One of the key reasons students do not finish college is that they enter unprepared to be successful in college. Statistically, we know that students who are not college ready in core subjects such as math, reading, and writing are less likely to earn a four-year degree. While many colleges, particularly two-year colleges, offer remedial courses, students who start on this track may struggle. The tuition cost is the same as other college courses, but students’ remedial work is not awarded credits that help a student graduate. Students taking multiple remedial courses may run up against total credit limits on their financial aid.

Before students jump into multiple remedial courses, they must understand why they are not college ready. Was their K-12 education simply inadequate or is there an undiagnosed learning disability? Does the student have the necessary time management and study skills to be successful? Placing into remedial courses doesn’t mean a student should give up on their college dreams. But, it suggests the need for careful advising and a clear understanding of how their current level of readiness may influence their chance of earning a college degree. It may make more sense to start out on a part-time basis instead of jumping into a full-time degree.

College is a Bad Idea if…
The Student Prefers a Trade

Most students who want to earn a good standard of living will find that some post-secondary education helps their earning potential. It is important to understand though that not all post-secondary education is a four year college program. There are good careers that do not require a four year college degree.  Some students are well advised to look at trade school or apprenticeships. Other students will do very well with two year degree programs offered through community and technical colleges. High school students should be encouraged to research and understand what careers demand. Some careers that did not require a four-year degree a generation now do.

College is a Bad Idea if…
The Student Isn’t Emotionally Mature Enough

Homeschoolers know that education isn’t one size fits all. There are many options out there, and we don’t have to be on a strict timetable. There is quite a lot of variation in the way young people mature. Some teens are ready for college earlier than others. Some young people benefit greatly from a gap year or gap years or time spent in the work world. Success in college demands several kinds of maturity. Students need some degree of academic motivation to stay on task with academic responsibilities with less supervision than in high school. No one makes students go to class or do their homework in college. Students who live and socialize on campus must also be prepared to make mature choices about complicated issues such as dating and substance use.

College is a Bad Idea if…
The Only Options Involve an Unreasonable Debt Burden

Families need to take time to really understand the financial commitment of college. Sometimes students get caught up in the excitement and make an unwise decision. They may take on huge student loans to attend a “dream school” that does not offer a good package of financial or merit aid.

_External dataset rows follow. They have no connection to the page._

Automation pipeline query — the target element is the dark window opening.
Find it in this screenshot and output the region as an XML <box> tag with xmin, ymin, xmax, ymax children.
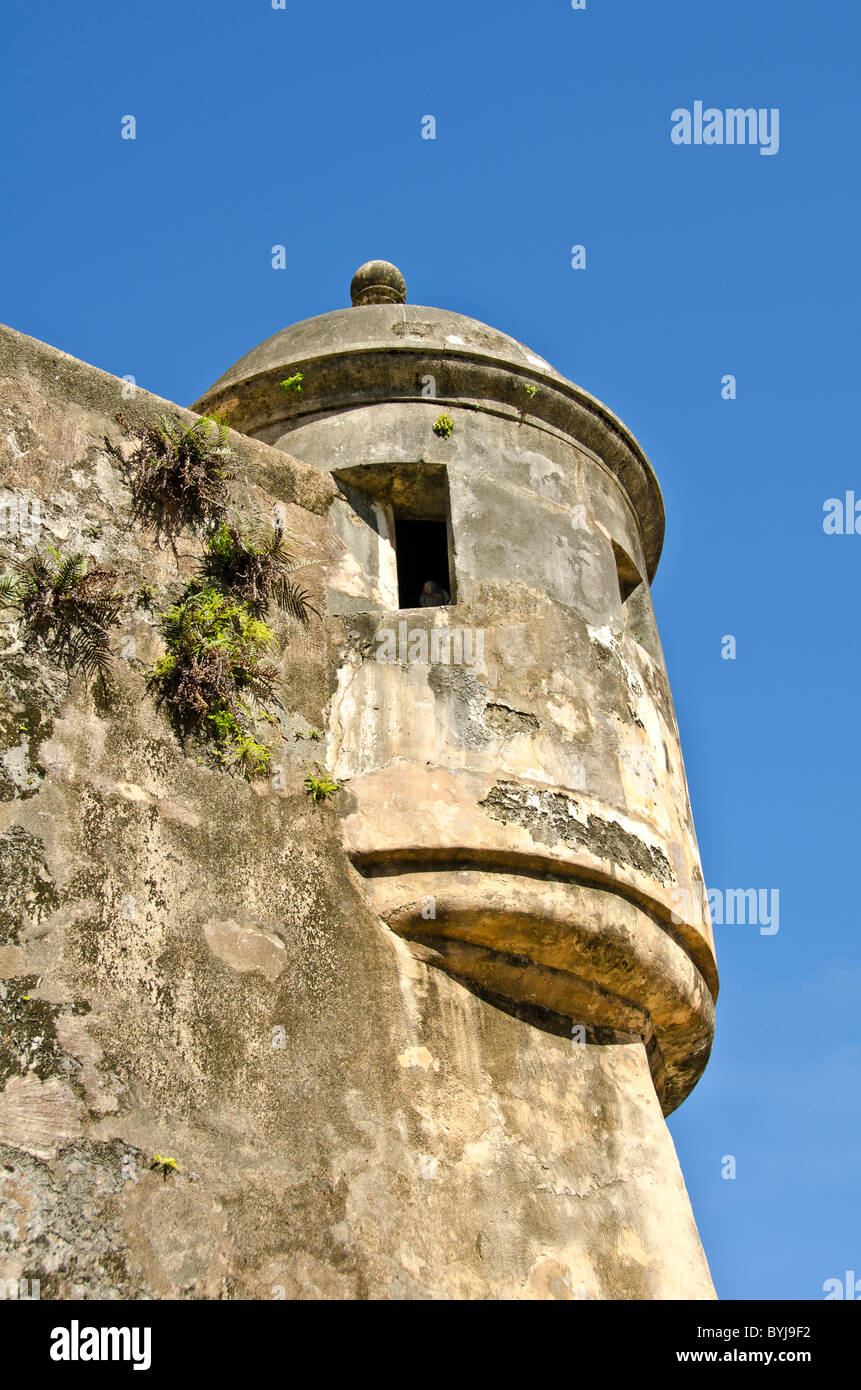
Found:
<box><xmin>395</xmin><ymin>517</ymin><xmax>452</xmax><ymax>607</ymax></box>
<box><xmin>613</xmin><ymin>541</ymin><xmax>643</xmax><ymax>603</ymax></box>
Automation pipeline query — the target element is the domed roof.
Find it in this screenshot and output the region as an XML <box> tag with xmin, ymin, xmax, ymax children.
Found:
<box><xmin>202</xmin><ymin>303</ymin><xmax>565</xmax><ymax>400</ymax></box>
<box><xmin>191</xmin><ymin>260</ymin><xmax>663</xmax><ymax>580</ymax></box>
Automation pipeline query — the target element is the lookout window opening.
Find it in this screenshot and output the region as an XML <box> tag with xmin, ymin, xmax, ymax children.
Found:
<box><xmin>395</xmin><ymin>514</ymin><xmax>452</xmax><ymax>609</ymax></box>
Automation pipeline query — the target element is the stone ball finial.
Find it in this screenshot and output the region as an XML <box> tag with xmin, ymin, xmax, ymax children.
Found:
<box><xmin>349</xmin><ymin>261</ymin><xmax>406</xmax><ymax>309</ymax></box>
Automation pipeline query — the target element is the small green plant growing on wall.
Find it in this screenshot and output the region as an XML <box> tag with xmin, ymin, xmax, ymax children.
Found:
<box><xmin>150</xmin><ymin>585</ymin><xmax>278</xmax><ymax>780</ymax></box>
<box><xmin>106</xmin><ymin>414</ymin><xmax>232</xmax><ymax>537</ymax></box>
<box><xmin>0</xmin><ymin>546</ymin><xmax>127</xmax><ymax>691</ymax></box>
<box><xmin>149</xmin><ymin>1154</ymin><xmax>181</xmax><ymax>1182</ymax></box>
<box><xmin>305</xmin><ymin>773</ymin><xmax>339</xmax><ymax>801</ymax></box>
<box><xmin>206</xmin><ymin>517</ymin><xmax>317</xmax><ymax>626</ymax></box>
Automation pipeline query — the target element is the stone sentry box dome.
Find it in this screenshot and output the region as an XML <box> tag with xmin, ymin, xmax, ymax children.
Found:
<box><xmin>193</xmin><ymin>261</ymin><xmax>716</xmax><ymax>1113</ymax></box>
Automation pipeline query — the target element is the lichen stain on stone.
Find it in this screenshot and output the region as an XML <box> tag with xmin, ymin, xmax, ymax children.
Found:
<box><xmin>398</xmin><ymin>1047</ymin><xmax>440</xmax><ymax>1072</ymax></box>
<box><xmin>478</xmin><ymin>783</ymin><xmax>675</xmax><ymax>884</ymax></box>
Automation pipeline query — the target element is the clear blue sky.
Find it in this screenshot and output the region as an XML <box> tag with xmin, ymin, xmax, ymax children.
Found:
<box><xmin>0</xmin><ymin>0</ymin><xmax>861</xmax><ymax>1298</ymax></box>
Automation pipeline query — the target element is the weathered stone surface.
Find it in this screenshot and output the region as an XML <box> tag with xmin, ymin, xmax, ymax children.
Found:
<box><xmin>0</xmin><ymin>296</ymin><xmax>714</xmax><ymax>1300</ymax></box>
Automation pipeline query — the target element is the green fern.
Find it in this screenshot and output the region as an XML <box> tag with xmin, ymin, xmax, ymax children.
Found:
<box><xmin>104</xmin><ymin>413</ymin><xmax>232</xmax><ymax>537</ymax></box>
<box><xmin>0</xmin><ymin>546</ymin><xmax>127</xmax><ymax>689</ymax></box>
<box><xmin>305</xmin><ymin>773</ymin><xmax>341</xmax><ymax>801</ymax></box>
<box><xmin>204</xmin><ymin>514</ymin><xmax>320</xmax><ymax>627</ymax></box>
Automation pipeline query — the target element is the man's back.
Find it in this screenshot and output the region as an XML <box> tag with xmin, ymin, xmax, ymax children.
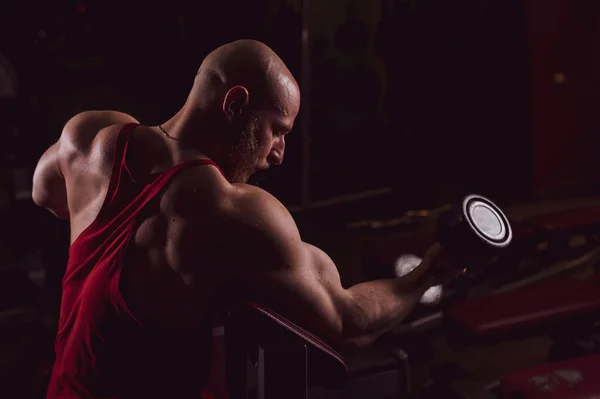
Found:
<box><xmin>41</xmin><ymin>118</ymin><xmax>234</xmax><ymax>397</ymax></box>
<box><xmin>32</xmin><ymin>41</ymin><xmax>446</xmax><ymax>398</ymax></box>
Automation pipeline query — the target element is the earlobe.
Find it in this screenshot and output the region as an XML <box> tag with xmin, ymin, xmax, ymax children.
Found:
<box><xmin>223</xmin><ymin>86</ymin><xmax>250</xmax><ymax>119</ymax></box>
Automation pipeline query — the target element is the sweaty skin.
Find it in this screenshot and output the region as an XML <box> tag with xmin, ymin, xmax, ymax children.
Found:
<box><xmin>33</xmin><ymin>40</ymin><xmax>438</xmax><ymax>354</ymax></box>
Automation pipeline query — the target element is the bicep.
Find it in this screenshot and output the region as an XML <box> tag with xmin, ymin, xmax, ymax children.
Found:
<box><xmin>229</xmin><ymin>191</ymin><xmax>351</xmax><ymax>342</ymax></box>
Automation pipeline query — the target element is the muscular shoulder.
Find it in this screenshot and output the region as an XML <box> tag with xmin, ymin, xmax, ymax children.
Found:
<box><xmin>60</xmin><ymin>111</ymin><xmax>138</xmax><ymax>156</ymax></box>
<box><xmin>222</xmin><ymin>185</ymin><xmax>306</xmax><ymax>268</ymax></box>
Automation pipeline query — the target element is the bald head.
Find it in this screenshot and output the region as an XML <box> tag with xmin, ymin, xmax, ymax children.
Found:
<box><xmin>195</xmin><ymin>40</ymin><xmax>299</xmax><ymax>111</ymax></box>
<box><xmin>179</xmin><ymin>40</ymin><xmax>300</xmax><ymax>182</ymax></box>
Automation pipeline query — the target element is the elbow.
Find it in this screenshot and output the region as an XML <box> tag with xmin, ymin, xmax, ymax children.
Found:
<box><xmin>338</xmin><ymin>309</ymin><xmax>377</xmax><ymax>350</ymax></box>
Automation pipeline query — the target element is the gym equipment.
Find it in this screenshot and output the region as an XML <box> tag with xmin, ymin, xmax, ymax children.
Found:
<box><xmin>500</xmin><ymin>355</ymin><xmax>600</xmax><ymax>399</ymax></box>
<box><xmin>225</xmin><ymin>302</ymin><xmax>409</xmax><ymax>399</ymax></box>
<box><xmin>444</xmin><ymin>279</ymin><xmax>600</xmax><ymax>342</ymax></box>
<box><xmin>394</xmin><ymin>195</ymin><xmax>512</xmax><ymax>305</ymax></box>
<box><xmin>436</xmin><ymin>195</ymin><xmax>512</xmax><ymax>269</ymax></box>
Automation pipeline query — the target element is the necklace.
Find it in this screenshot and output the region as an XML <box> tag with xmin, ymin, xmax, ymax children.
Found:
<box><xmin>158</xmin><ymin>125</ymin><xmax>181</xmax><ymax>141</ymax></box>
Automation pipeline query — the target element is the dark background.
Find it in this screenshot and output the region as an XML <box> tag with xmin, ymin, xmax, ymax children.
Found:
<box><xmin>0</xmin><ymin>0</ymin><xmax>600</xmax><ymax>398</ymax></box>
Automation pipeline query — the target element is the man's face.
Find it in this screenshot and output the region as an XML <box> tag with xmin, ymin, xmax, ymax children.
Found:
<box><xmin>223</xmin><ymin>77</ymin><xmax>299</xmax><ymax>183</ymax></box>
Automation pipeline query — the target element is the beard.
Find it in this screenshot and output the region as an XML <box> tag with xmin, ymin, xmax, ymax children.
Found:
<box><xmin>221</xmin><ymin>115</ymin><xmax>260</xmax><ymax>183</ymax></box>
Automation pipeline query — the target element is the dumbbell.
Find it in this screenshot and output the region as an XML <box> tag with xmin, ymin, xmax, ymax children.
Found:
<box><xmin>395</xmin><ymin>195</ymin><xmax>512</xmax><ymax>304</ymax></box>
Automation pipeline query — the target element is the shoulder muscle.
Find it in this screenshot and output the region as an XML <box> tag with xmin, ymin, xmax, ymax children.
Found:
<box><xmin>60</xmin><ymin>111</ymin><xmax>139</xmax><ymax>155</ymax></box>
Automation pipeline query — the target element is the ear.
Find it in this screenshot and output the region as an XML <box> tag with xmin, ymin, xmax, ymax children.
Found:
<box><xmin>223</xmin><ymin>86</ymin><xmax>250</xmax><ymax>120</ymax></box>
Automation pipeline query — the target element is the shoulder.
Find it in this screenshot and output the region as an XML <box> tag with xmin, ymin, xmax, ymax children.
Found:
<box><xmin>60</xmin><ymin>110</ymin><xmax>139</xmax><ymax>152</ymax></box>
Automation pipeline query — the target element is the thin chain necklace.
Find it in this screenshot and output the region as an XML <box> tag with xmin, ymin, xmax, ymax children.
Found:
<box><xmin>158</xmin><ymin>125</ymin><xmax>181</xmax><ymax>141</ymax></box>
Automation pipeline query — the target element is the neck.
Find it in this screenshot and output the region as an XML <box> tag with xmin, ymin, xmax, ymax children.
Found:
<box><xmin>161</xmin><ymin>104</ymin><xmax>218</xmax><ymax>158</ymax></box>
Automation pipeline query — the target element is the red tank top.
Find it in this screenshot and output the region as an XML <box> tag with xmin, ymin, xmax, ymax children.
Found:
<box><xmin>47</xmin><ymin>124</ymin><xmax>222</xmax><ymax>399</ymax></box>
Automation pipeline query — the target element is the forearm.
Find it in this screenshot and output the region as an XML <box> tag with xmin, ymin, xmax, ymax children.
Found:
<box><xmin>344</xmin><ymin>278</ymin><xmax>429</xmax><ymax>346</ymax></box>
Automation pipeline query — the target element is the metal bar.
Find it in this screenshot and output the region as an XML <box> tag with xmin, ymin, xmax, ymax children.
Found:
<box><xmin>300</xmin><ymin>0</ymin><xmax>311</xmax><ymax>209</ymax></box>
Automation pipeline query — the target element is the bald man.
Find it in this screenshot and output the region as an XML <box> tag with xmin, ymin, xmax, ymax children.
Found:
<box><xmin>33</xmin><ymin>40</ymin><xmax>446</xmax><ymax>399</ymax></box>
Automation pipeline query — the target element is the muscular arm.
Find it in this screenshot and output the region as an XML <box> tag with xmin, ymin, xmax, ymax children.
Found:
<box><xmin>32</xmin><ymin>111</ymin><xmax>137</xmax><ymax>218</ymax></box>
<box><xmin>225</xmin><ymin>188</ymin><xmax>434</xmax><ymax>346</ymax></box>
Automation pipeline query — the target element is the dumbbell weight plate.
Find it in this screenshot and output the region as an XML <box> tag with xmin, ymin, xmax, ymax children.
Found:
<box><xmin>437</xmin><ymin>195</ymin><xmax>512</xmax><ymax>268</ymax></box>
<box><xmin>462</xmin><ymin>195</ymin><xmax>512</xmax><ymax>247</ymax></box>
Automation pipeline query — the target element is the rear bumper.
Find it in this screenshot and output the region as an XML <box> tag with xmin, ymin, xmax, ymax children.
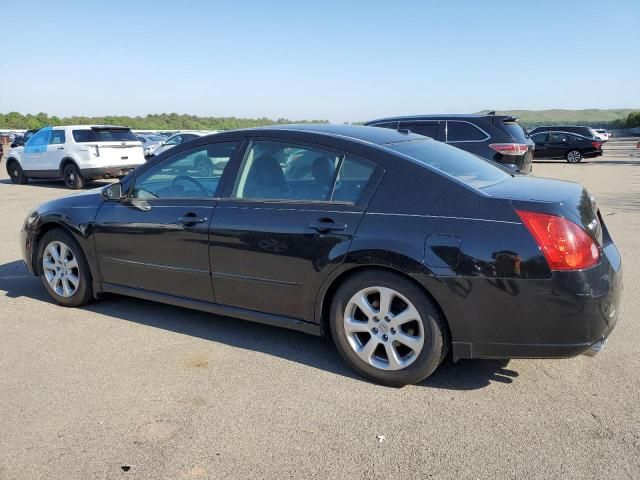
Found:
<box><xmin>442</xmin><ymin>243</ymin><xmax>622</xmax><ymax>359</ymax></box>
<box><xmin>80</xmin><ymin>164</ymin><xmax>140</xmax><ymax>178</ymax></box>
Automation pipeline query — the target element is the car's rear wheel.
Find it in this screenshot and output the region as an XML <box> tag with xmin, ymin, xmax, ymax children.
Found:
<box><xmin>331</xmin><ymin>270</ymin><xmax>448</xmax><ymax>387</ymax></box>
<box><xmin>567</xmin><ymin>150</ymin><xmax>582</xmax><ymax>163</ymax></box>
<box><xmin>38</xmin><ymin>229</ymin><xmax>93</xmax><ymax>307</ymax></box>
<box><xmin>7</xmin><ymin>160</ymin><xmax>29</xmax><ymax>185</ymax></box>
<box><xmin>62</xmin><ymin>163</ymin><xmax>86</xmax><ymax>190</ymax></box>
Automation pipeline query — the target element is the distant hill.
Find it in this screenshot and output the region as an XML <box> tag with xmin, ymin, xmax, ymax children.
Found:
<box><xmin>478</xmin><ymin>108</ymin><xmax>640</xmax><ymax>127</ymax></box>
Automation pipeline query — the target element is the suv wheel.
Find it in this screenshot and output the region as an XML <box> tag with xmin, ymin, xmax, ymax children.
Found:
<box><xmin>62</xmin><ymin>163</ymin><xmax>86</xmax><ymax>190</ymax></box>
<box><xmin>331</xmin><ymin>271</ymin><xmax>448</xmax><ymax>387</ymax></box>
<box><xmin>7</xmin><ymin>160</ymin><xmax>29</xmax><ymax>185</ymax></box>
<box><xmin>567</xmin><ymin>150</ymin><xmax>582</xmax><ymax>163</ymax></box>
<box><xmin>38</xmin><ymin>229</ymin><xmax>93</xmax><ymax>307</ymax></box>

College costs vary dramatically based on an individual’s circumstances and the school choices available. Taking time before senior year to plan will help maximize the choices available to individual student and make sure they understand what they are getting into.

Even with limited financial resources most students can find an affordable college option, but they need to go in with their eyes wide open with a full understanding of the financial implications of their choices. Students facing high college costs have various options to reduce their financial burden. Cost reduction options include CLEP testing, military service programs such as ROTC, community college, and work college programs that offer students the opportunity to engage in campus service in exchange for free or reduced tuition.